There's no place like the road for the New Jersey Devils these days.
The team will try to tie the NHL record for consecutive road wins to start the season when they play Philadelphia on Monday night. A victory would be New Jersey's tenth straight road win, equalling the mark set in 2006 by the Buffalo Sabres.
"For whatever reason we're comfortable on the road," said winger Zach Parise. "It's not as if you go into other rinks so much anymore where you get intimidated. We play pretty smart. It's all the same size ice surface. We are just playing smart and easy hockey and it is working for us."
The streak almost never got going. After losing their first two games at home, the Devils went to Tampa Bay and needed a last-second goal by Travis Zajac in regulation to tie the game, which they eventually won in a shootout.
Three of the nine wins on the road have been in shootouts and three others have been decided by a goal.
"It's not a normal streak where you're in it all the time," veteran Jamie Langenbrunner said. "We go back home, and there's a lot of things in between. I don't think we've paid any attention to it, which is probably a good thing."
While the Devils downplay the streak, they admit road trips have been important for a team with a lot of new faces this year.
Veterans John Madden, Brian Gionta, Mike Rupp and backup goaltender Scott Clemmensen were all lost to free agency, while Bobby Holik retired. Brendan Shanahan and the team then parted ways just before the season started.
"We lost our first two games here and went on the road as a team and we had some fun," said forward David Clarkson. "We had an exciting time. You get to know some of the guys better, you play some cards. You're away from your family and everything, not that that's a good thing, but it's the boys and that's what happened to us. Since then, we have been winning and doing well."
Langenbrunner, who is in his 13th season, said road trips early in the year can be good.
"We did training camp in New Jersey and you don't spend a ton of time with guys who will be on the team," he said. "On the road the first time, you go out to dinner together, spend time together and it helps bring the team together."
Since losing their first two games, New Jersey has posted a 13-2 record, winning its last eight overall, the longest winning streak in the league this season.
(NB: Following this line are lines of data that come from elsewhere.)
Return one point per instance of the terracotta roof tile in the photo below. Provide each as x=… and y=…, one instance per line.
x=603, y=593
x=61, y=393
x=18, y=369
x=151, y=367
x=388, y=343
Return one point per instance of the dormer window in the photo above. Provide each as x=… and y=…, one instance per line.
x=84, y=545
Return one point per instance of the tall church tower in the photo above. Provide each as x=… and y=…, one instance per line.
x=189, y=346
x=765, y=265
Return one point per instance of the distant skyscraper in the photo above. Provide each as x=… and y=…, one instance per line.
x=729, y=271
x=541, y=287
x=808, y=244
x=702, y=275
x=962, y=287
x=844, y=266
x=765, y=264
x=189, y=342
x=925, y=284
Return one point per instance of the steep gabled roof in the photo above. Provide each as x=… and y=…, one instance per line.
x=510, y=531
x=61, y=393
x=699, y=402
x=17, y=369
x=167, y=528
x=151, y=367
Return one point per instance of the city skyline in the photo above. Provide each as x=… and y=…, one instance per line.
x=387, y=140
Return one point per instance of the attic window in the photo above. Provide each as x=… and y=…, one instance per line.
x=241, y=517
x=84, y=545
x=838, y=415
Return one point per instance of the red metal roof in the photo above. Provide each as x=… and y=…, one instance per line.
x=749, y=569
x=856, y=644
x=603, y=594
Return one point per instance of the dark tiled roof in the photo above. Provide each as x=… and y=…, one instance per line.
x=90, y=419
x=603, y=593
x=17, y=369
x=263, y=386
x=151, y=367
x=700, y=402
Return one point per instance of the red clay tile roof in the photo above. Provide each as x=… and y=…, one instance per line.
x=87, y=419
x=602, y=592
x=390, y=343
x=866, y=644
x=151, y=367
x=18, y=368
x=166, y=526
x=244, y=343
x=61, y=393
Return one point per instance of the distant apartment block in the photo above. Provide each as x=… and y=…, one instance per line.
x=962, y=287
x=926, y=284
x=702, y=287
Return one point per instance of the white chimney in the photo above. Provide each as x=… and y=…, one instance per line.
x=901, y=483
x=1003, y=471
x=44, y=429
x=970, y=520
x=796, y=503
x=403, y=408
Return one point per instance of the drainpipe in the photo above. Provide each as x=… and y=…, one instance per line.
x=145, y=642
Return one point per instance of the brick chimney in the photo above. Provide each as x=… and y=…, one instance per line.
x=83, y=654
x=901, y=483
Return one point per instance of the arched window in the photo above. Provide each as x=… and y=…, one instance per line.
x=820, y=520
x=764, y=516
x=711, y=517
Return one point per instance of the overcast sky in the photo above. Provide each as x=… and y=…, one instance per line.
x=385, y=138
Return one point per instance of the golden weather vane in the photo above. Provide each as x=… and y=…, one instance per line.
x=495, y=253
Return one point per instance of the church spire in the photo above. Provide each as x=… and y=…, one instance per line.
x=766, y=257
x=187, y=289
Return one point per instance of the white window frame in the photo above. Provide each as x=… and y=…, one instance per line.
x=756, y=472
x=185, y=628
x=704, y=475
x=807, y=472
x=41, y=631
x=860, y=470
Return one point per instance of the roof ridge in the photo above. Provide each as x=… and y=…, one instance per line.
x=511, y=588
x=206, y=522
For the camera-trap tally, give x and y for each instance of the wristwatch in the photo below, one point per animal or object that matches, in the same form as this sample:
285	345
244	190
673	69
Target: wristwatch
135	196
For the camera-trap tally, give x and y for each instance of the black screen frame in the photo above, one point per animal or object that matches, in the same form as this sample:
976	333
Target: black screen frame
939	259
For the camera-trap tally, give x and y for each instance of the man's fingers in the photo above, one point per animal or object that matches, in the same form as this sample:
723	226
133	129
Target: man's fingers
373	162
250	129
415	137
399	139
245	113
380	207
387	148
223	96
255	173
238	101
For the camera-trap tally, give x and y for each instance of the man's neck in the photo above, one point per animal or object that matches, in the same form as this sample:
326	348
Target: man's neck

What's remarkable about the run is that the Devils have won despite injuries. Paul Martin, their top defenceman, broke his left arm Oct. 24 and will be sidelined four to six weeks. Johnny Oduya, arguably the No. 2 defenceman, has missed the last seven games with a lower-body injury.
Veteran Jay Pandolfo is out four to six weeks with a shoulder injury and Rob Niedermayer has missed the last five games with an upper-body injury. They are among the team's top penalty killers.
Coach Jacques Lemaire has inserted Andy Greene and Mark Fraser on defence, asked more of rookie Niclas Bergfors and got forward Patrik Elias back in the lineup after he missed the opening 13 games following off-season groin surgery. Lemaire also has gotten his veterans to pick up the slack.
"Jacques does a good job of keeping the game simple for people," Parise said. "He is a good teacher and makes it easy for guys on the ice, and I think that's why we have been able to have other guys come in and play well. That's a big part of why we are winning."
There's also Martin Brodeur, who has won 12 of 16 starts with a 2.16 goals-against average and a .921 save percentage. During the road streak, New Jersey has given up 15 goals, but only six in the last five games.
There is also a sense that the Devils have gotten back to playing the neutral zone trap.
Parise scoffs at the idea, saying there isn't a team in the league that doesn't play the trap in some form.
"I wish some people could sit in our meetings," he said. "It's not like we're talking defence, defence, defence - we're talking offence and how to score goals. We have the reputation because we aren't scoring a lot of goals, that all we do is play D. We get accused of being a trapping team because we are good defensively."
The game against the Flyers will start a three-game road trip that also includes stops in Nashville, Tenn., and Dallas.
"I think the road caters to our style of game," Langenbrunner said. "We can keep it simple and make it hard on the other team, and when the they start pressing, that's when we're at our best."